The required accuracies of distance- and depth- perception are largely achieved by the surgeons using computer controlled displays, in two ways.

  1. DISTANCE PERCEPTION accuracy is achieved by viewing flat, linear top- and side- views such that direct size comparisons are possible. Ruler markings can be included in or be superimposed over the displayed images.
  1. DEPTH PERCEPTION or viewing directly ahead in a tube and estimating distances ahead, is very difficult to achieve, with or without stereopsis. The computer controlled surgical display and control systems can superimpose on straight-ahead (or in-out) views, ruler markings that accurately indicate depth or distance.

CONCLUSIONS

Distance- and depth- perception are skills learned through repetitive practice. Normally-sighted, binocular and totally monocular people most easily develop and use these skills. Visually impaired people, binocular or monocular, often - but not always - develop effective distance perception skills. Therefore, it is recommended that people needing good distance perception abilities for hobbies, work or driving, be given every possible opportunity to practice and develop these abilities ... that and they be individually tested when necessary ... for safety reasons.

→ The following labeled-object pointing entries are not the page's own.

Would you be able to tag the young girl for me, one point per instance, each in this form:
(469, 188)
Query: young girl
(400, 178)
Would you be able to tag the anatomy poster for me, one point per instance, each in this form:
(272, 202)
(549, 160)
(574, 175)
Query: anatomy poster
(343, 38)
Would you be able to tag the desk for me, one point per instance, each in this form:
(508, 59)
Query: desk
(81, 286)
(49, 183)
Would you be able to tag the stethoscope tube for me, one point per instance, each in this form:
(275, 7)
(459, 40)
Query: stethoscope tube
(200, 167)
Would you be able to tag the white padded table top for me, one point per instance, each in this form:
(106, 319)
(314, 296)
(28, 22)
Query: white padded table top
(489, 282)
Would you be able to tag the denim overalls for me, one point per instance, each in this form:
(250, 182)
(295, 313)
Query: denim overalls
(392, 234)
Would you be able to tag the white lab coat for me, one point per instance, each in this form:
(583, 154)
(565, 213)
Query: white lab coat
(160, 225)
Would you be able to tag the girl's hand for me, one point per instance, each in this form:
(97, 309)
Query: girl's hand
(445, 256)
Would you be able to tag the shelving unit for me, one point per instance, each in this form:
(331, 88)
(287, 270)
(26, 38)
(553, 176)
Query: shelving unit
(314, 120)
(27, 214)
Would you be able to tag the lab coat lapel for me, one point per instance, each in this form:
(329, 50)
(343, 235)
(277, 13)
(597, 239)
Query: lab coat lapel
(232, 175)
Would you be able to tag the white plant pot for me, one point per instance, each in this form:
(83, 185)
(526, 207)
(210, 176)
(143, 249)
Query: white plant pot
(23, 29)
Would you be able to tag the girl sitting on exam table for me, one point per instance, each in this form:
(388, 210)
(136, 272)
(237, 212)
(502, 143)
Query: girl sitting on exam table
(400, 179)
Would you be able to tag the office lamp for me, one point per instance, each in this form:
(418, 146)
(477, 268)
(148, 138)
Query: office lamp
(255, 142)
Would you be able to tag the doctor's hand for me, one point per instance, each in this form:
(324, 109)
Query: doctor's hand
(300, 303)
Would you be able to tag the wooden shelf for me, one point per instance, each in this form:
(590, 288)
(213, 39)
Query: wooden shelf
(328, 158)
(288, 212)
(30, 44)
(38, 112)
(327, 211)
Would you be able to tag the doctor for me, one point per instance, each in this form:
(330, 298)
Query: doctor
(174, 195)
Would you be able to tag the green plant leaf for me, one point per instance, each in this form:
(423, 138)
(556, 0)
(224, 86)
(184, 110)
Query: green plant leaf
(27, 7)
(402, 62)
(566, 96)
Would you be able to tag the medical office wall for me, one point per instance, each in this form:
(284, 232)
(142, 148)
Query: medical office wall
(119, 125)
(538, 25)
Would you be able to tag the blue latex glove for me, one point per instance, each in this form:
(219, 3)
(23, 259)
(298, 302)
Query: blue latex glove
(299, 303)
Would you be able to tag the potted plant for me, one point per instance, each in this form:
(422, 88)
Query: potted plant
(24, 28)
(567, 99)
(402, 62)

RESOURCES ... for Assistance with Distance- and Depth- Perception

Ophthalmologists, optometrists, opticians, vision trainers, mobility trainers, safe driving instructors, and sports trainers (for golf, tennis, marksmanship, etc.) can often be helpful to people with poor distance perception.

Office visits may not be enough. Some people are best helped if evaluated and trained in the actual environments where difficulties are being experienced, on the job or on the road. Some professional grade computer driving or flight simulators can be helpful. But others, notably, games for entertainment, are scaled improperly and thus useless or detrimental for distance perception practice exercises.